The Mongols motorcycle club is filing a complaint with the Clark County District Attorney's Office this week, alleging the Boulder City Police Department targeted its members for harassment and tried to destroy evidence of possible civil rights abuses during the club's national meeting in Boulder City this past summer.
Stephen Stubbs, a Las Vegas tax attorney representing the Mongols bikers, shared internal police department emails – which Stubbs said he had verified as authentic – Thursday with District Attorney Steve Wolfson to back up the Mongols’ allegations against Boulder City Police.
In one leaked email to City Attorney Dave Olsen and Judge Victor Miller, Police Chief Thomas Finn asked the court to adopt a "zero tolerance" approach in prosecuting any ordinance violations, traffic violations and other misdemeanors against the "Mongol Miscreants."
"As part of our zero tolerance approach, all the law enforcement agencies have asked if our court and prosecutor would consider 'no deals' when the misdemeanors are adjudicated," Finn wrote. "Doing so would make it clear to the 'Mongol Miscreants' that Boulder City does not tolerate bad behavior."
In another leaked email, Finn suggested to 31 city employees that they delete all emails related to their preparations for the Mongols gathering in June.
"If they submit a records request for them, it would obviously show our hand and divulge the strategies and staffing levels we need to keep confidential," Finn wrote. "Therefore, please delete any and all emails related to the event immediately."
Finn did not respond to requests for comments. City Manager Vicki Mayes, who is one of the recipients of Finn's email – declined to comment.
Stubbs argued that both emails are evidence of police profiling of Mongols members, which he said was in violation of their civil rights.

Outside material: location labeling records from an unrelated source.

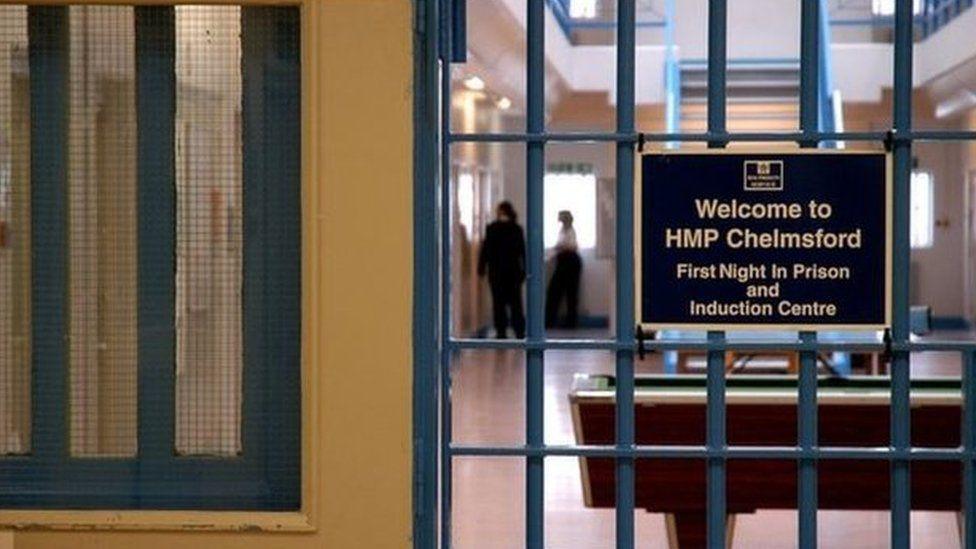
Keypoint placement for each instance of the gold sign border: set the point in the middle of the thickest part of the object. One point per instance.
(777, 151)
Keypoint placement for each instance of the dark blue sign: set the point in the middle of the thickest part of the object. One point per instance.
(798, 240)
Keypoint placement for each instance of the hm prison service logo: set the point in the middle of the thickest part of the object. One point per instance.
(763, 175)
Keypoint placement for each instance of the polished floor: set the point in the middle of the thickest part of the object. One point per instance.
(488, 493)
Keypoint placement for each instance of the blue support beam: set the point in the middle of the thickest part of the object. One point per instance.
(625, 321)
(425, 307)
(900, 399)
(715, 411)
(810, 98)
(535, 276)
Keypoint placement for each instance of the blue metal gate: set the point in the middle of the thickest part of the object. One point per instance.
(440, 41)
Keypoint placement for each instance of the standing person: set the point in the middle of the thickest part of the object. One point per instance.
(502, 257)
(565, 277)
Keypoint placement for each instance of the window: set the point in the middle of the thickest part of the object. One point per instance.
(150, 257)
(923, 210)
(576, 193)
(886, 8)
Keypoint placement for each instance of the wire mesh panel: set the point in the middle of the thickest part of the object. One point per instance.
(102, 231)
(126, 314)
(209, 353)
(15, 263)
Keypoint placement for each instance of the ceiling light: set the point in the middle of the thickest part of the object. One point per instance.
(474, 83)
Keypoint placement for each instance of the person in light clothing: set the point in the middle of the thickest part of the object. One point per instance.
(564, 284)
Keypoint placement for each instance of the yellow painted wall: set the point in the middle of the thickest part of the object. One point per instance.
(357, 284)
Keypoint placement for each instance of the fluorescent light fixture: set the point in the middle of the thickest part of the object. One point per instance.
(582, 9)
(474, 83)
(922, 215)
(886, 8)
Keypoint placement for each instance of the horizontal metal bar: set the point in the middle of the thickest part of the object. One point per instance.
(704, 345)
(942, 135)
(730, 452)
(769, 137)
(934, 345)
(591, 344)
(516, 137)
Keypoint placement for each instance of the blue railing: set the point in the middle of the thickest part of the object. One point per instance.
(938, 13)
(935, 15)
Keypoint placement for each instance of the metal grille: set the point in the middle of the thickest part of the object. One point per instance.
(209, 350)
(150, 252)
(447, 46)
(15, 355)
(102, 231)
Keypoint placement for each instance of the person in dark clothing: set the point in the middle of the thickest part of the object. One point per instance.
(502, 257)
(565, 278)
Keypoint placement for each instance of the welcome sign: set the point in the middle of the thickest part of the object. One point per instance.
(800, 240)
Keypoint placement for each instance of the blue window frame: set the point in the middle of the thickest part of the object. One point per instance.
(439, 43)
(265, 474)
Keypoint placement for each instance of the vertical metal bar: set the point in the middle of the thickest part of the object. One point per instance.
(900, 383)
(626, 29)
(425, 333)
(715, 440)
(156, 112)
(459, 31)
(48, 53)
(535, 275)
(969, 444)
(715, 415)
(807, 430)
(445, 262)
(271, 177)
(717, 21)
(810, 97)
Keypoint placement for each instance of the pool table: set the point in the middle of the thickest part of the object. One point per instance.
(761, 411)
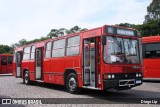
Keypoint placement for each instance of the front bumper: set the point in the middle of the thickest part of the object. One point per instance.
(122, 84)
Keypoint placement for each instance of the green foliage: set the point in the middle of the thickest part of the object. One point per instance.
(63, 31)
(150, 28)
(153, 11)
(5, 49)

Furthermore, Finn's request to delete emails is tantamount to destroying evidence that could be used in court – a gross misdemeanor offense punishable up to one year in prison, Stubbs said.

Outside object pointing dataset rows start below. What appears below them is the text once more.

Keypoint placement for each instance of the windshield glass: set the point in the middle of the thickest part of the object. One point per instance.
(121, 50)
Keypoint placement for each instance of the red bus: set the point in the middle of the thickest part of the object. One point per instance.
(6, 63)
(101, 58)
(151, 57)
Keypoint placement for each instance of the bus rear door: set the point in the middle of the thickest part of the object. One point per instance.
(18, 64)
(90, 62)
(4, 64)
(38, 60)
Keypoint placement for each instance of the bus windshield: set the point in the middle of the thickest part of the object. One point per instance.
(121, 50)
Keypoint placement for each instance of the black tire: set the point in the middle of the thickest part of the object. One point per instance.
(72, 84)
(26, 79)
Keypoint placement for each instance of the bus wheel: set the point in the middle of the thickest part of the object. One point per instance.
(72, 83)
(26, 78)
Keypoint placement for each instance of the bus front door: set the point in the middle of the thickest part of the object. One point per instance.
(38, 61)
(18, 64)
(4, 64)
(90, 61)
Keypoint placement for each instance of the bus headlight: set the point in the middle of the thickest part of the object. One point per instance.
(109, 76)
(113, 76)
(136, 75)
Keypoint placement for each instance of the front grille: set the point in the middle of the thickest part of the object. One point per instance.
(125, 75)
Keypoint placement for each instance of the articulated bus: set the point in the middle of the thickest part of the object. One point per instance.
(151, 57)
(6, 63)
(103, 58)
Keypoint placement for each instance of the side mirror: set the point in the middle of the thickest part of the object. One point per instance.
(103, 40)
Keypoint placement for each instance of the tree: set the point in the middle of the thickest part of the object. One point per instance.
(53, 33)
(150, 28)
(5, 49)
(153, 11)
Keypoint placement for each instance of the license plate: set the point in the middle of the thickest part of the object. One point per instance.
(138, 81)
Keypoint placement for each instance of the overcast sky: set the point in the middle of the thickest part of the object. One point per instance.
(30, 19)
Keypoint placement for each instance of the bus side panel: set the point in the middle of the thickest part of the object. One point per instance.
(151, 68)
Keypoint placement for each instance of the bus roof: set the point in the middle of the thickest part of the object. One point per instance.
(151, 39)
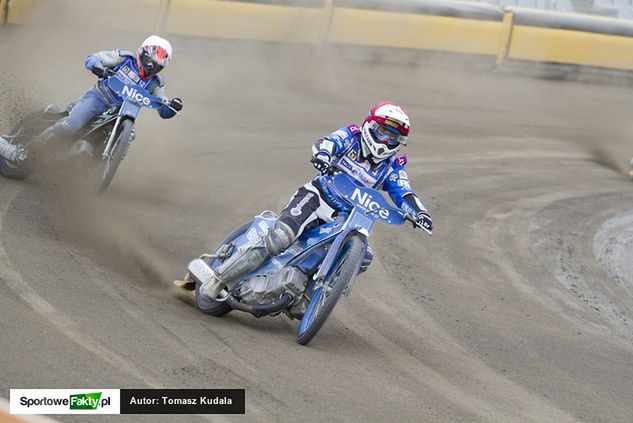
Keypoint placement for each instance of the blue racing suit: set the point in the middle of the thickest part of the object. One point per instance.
(314, 203)
(100, 98)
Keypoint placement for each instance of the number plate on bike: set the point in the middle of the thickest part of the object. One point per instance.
(201, 271)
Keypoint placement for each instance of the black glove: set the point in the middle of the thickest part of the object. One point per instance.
(176, 104)
(99, 70)
(424, 219)
(321, 162)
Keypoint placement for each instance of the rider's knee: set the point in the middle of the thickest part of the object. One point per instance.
(66, 127)
(279, 238)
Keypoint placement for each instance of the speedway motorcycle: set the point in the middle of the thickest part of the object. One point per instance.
(306, 281)
(106, 138)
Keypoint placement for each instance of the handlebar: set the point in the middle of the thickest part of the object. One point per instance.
(407, 216)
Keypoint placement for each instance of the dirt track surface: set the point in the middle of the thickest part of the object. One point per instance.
(505, 314)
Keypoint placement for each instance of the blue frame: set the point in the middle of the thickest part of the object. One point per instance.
(323, 243)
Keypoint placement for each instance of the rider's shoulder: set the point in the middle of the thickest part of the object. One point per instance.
(160, 80)
(399, 161)
(345, 133)
(126, 53)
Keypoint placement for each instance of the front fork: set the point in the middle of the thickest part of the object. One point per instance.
(106, 151)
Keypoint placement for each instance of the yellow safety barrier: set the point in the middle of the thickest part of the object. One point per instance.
(514, 33)
(571, 47)
(414, 31)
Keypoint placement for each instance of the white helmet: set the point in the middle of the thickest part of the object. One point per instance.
(384, 131)
(153, 55)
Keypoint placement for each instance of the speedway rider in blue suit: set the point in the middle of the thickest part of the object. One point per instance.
(142, 67)
(367, 154)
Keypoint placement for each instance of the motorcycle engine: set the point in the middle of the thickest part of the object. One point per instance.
(265, 289)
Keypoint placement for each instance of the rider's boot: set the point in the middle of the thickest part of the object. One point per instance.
(250, 257)
(12, 152)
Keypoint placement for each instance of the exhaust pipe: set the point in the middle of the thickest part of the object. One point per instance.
(12, 152)
(259, 310)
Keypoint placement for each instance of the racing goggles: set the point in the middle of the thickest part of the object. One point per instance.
(387, 135)
(153, 59)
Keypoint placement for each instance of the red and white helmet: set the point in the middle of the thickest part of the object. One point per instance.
(153, 56)
(384, 131)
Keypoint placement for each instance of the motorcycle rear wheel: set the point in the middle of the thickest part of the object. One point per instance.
(207, 305)
(109, 166)
(346, 267)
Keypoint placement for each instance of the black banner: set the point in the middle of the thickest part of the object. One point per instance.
(183, 401)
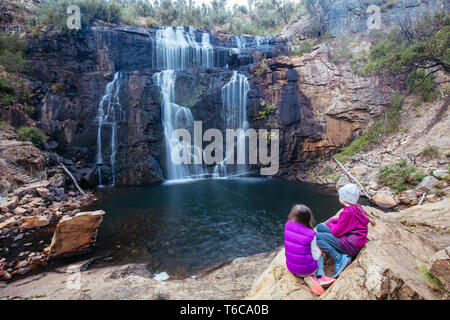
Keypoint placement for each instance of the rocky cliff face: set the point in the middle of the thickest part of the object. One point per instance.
(321, 104)
(69, 74)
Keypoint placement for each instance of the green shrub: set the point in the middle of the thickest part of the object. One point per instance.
(29, 109)
(6, 92)
(305, 46)
(386, 124)
(432, 281)
(262, 68)
(33, 134)
(430, 152)
(420, 83)
(12, 53)
(400, 176)
(269, 109)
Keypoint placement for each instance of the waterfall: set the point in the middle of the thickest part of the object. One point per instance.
(109, 114)
(234, 114)
(177, 49)
(175, 117)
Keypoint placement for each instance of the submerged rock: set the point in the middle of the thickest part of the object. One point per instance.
(385, 199)
(440, 267)
(75, 235)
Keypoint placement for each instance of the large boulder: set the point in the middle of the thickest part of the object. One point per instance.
(277, 283)
(34, 222)
(75, 235)
(388, 267)
(440, 267)
(24, 154)
(385, 199)
(428, 184)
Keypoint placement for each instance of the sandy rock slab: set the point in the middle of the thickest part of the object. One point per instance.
(75, 235)
(230, 280)
(388, 267)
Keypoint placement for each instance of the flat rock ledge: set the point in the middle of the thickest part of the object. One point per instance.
(390, 266)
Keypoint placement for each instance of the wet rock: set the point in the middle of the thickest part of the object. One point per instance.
(440, 267)
(9, 223)
(23, 271)
(385, 199)
(342, 181)
(34, 222)
(20, 211)
(428, 184)
(22, 264)
(75, 235)
(432, 198)
(24, 154)
(440, 173)
(44, 193)
(57, 181)
(18, 237)
(4, 275)
(409, 197)
(360, 170)
(373, 185)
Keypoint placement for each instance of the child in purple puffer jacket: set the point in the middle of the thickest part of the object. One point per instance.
(301, 249)
(342, 238)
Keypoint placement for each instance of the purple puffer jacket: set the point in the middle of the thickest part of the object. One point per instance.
(297, 244)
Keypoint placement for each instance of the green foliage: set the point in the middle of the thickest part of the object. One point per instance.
(262, 68)
(386, 124)
(29, 109)
(12, 56)
(319, 10)
(400, 176)
(421, 83)
(261, 17)
(409, 47)
(33, 134)
(432, 281)
(268, 110)
(305, 46)
(431, 152)
(57, 87)
(342, 52)
(6, 92)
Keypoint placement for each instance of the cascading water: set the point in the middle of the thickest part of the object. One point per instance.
(234, 114)
(175, 117)
(109, 114)
(179, 50)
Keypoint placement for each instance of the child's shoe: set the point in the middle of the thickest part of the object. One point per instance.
(314, 285)
(340, 264)
(326, 281)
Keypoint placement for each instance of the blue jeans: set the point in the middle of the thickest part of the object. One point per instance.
(328, 244)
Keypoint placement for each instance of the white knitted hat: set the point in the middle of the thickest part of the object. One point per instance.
(349, 193)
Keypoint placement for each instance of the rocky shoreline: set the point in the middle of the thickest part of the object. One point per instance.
(395, 264)
(34, 207)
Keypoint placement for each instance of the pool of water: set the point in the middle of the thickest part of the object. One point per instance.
(183, 228)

"Those (email) records belong to the public," Stubbs said. "This is a police chief who willfully is destroying evidence and is telling his department to destroy evidence."

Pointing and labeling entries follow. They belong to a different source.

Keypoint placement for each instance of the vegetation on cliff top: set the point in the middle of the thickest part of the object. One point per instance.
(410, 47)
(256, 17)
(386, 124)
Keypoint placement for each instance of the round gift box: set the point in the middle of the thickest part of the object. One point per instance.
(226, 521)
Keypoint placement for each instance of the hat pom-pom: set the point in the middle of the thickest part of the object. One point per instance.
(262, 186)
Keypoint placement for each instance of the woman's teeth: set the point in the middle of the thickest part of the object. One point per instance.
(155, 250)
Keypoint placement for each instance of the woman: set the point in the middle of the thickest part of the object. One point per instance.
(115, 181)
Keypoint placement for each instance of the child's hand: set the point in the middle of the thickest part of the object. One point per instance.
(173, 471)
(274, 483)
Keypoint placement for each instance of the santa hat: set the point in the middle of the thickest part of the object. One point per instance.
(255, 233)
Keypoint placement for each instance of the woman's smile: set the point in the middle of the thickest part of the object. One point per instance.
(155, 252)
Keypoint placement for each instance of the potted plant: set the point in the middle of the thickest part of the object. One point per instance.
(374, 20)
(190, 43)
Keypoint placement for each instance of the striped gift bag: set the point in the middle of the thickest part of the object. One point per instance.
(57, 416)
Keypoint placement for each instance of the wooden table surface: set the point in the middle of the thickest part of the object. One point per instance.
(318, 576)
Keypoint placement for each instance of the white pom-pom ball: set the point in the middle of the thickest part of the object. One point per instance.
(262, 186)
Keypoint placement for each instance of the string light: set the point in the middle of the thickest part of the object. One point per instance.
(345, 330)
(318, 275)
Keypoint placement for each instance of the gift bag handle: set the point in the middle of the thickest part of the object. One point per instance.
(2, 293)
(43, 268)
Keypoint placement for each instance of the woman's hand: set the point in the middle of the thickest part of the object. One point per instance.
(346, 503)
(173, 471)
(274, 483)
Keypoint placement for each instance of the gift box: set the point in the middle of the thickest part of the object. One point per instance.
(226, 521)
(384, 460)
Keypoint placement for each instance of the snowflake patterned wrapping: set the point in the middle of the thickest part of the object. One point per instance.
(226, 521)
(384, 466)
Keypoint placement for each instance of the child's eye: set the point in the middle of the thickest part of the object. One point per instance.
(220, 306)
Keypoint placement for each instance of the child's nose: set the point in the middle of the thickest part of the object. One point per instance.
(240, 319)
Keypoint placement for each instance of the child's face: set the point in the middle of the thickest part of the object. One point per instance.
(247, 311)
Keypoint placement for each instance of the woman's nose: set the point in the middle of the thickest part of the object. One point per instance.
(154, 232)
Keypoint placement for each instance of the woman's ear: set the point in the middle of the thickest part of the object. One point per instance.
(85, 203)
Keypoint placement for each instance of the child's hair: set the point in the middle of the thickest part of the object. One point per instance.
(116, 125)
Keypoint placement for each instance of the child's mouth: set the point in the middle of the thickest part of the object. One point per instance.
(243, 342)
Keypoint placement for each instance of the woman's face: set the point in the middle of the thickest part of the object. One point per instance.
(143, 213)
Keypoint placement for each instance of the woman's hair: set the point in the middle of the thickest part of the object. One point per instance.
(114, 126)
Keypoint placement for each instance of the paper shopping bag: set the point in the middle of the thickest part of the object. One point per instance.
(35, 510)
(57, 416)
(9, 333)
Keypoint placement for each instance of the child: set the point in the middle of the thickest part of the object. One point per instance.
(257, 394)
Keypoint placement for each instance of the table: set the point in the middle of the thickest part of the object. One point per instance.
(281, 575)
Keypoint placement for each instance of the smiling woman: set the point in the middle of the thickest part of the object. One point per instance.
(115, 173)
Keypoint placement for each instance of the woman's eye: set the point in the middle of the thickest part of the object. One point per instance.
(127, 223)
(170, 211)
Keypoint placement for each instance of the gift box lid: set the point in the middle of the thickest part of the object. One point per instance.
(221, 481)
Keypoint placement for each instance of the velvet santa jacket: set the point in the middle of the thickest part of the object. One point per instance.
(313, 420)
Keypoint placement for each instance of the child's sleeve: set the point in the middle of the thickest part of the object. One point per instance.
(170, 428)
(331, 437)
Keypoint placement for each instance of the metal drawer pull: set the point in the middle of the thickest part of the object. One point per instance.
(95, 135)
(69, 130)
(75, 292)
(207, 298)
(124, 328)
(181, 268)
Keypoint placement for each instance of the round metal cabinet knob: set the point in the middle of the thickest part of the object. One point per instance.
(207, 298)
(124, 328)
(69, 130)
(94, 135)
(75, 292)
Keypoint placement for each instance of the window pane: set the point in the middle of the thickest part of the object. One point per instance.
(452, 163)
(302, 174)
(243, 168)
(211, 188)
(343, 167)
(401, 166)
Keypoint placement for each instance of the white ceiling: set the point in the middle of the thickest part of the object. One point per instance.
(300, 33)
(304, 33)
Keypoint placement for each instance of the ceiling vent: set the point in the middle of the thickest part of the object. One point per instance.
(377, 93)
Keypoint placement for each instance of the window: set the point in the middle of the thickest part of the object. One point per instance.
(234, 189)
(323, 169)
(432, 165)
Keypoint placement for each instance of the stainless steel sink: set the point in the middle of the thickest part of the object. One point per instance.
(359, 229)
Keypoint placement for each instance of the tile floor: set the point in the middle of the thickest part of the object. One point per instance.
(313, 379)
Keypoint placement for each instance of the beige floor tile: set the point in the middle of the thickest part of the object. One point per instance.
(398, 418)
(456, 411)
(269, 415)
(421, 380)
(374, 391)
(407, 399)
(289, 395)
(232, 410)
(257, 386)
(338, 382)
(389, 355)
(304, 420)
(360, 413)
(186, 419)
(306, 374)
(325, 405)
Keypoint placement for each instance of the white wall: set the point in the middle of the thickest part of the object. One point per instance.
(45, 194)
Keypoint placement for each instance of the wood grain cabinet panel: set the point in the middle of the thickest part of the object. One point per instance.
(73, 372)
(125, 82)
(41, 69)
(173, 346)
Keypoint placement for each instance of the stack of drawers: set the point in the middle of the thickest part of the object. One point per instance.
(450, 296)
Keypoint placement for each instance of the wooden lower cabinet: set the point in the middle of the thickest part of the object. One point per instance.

The District Attorney's Office declined to comment Thursday afternoon.
This complaint represents the latest salvo in a months-long lawsuit against local police departments by the Southern Nevada Confederation of Clubs, a Las Vegas-based organization that includes 37 local motorcycle clubs.
The lawsuit – filed in U.S. District Court one day after the Mongols' national meeting in Boulder City in late June – alleges that members of the Mongols, Bandidos, Vagos and Stray Cats motorcycle clubs were "unlawfully targeted and harassed" by police officers from Boulder City, Metro and North Las Vegas over the past several years.
The motorcycle clubs’ grievances range from an arrest of a member on a false warrant and trespassing on a private event to questionable police stops and police brutality.
In one incident, a male police officer allegedly groped a female biker during a stop. In another incident, a police officer allegedly pushed a biker's head against a police car, detained him for more than an hour and slammed the car door on his foot, breaking it.
The suit, which was amended earlier this month to include more incidents, seeks damages of $75,000 on each claim for relief and also punitive and exemplary damages in excess of $75,000.
Stubbs, who represents the motorcycle confederation, said the quiet and calm Mongols gathering this summer demonstrated good behavior on the part of the bikers. The same could not be said for some of the police officers, he added.
"These bikers have the same constitutional rights as anybody else," Stubbs said. "It's offensive that some police officers would violate their rights, the same ones they are sworn to protect."